Samedi, Benjamin Netanyahu a reconnu qu'elle constituait un "terrible échec", et promis une "enquête approfondie" quant aux responsabilités.

- "Lignes rouges" -

L'intensification des bombardements sur Gaza a coïncidé avec une coupure des communications et d'internet, compliquant encore la tâche des humanitaires. Mais le réseau était en cours de rétablissement dimanche, selon l'organisme de surveillance du réseau Netblocks.

Les médicaments manquent aussi et certaines opérations chirurgicales sont réalisées sans endormir les patients, a alerté samedi MSF.

Cent-seize membres du personnel de santé ont été tués dans le territoire palestinien depuis le 7 octobre, selon le ministère de la Santé du Hamas, qui a indiqué que 12 hôpitaux ne fonctionnaient plus.
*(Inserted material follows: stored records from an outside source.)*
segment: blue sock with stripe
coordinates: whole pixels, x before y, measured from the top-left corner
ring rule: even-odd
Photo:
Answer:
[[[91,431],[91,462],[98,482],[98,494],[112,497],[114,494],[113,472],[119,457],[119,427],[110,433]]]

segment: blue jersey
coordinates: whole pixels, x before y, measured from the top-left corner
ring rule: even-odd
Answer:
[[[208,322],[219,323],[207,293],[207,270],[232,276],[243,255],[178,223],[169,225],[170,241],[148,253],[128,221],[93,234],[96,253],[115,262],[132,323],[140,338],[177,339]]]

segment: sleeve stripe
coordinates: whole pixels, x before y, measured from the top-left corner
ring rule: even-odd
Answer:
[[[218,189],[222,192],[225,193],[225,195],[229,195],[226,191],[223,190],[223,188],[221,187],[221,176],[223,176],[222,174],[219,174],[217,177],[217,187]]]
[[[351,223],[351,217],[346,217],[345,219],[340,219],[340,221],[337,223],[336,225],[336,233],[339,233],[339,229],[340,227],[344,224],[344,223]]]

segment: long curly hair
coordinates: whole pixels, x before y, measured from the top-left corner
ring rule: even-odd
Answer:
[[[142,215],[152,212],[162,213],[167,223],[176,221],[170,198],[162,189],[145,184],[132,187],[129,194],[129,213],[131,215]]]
La Turquie a fustigé des "massacres" à Gaza, entraînant le rappel par Israël de ses diplomates dans ce pays. L'Arabie saoudite a dénoncé une violation "injustifiée" du droit international.

La communauté internationale redoute un embrasement régional, alors que le président iranien Ebrahim Raïssi, dont le pays soutient le Hamas, a estimé dimanche qu'Israël avait franchi "les lignes rouges" en intensifiant son offensive, ce qui "pourrait" décider d'autres parties "à passer à l'action".

Une des craintes d'embrasement concerne la frontière entre Israël et le Liban, où des échanges de tirs quasi quotidiens ont lieu entre l'armée israélienne et le puissant mouvement Hezbollah.

L'armée israélienne a rapporté dimanche de nouveaux tirs en provenance du Liban vers le secteur de Har Dov, les projectiles étant tombés dans des zones non habitées. Elle a dit avoir riposté vers l'origine des tirs.

La tension est aussi très vive en Cisjordanie occupée, où trois Palestiniens ont été tués dimanche par des tirs de l'armée israélienne, selon le ministère de la santé de l'Autorité palestinienne. Depuis le 7 octobre, plus de 110 Palestiniens ont été tués par des soldats ou des colons israéliens.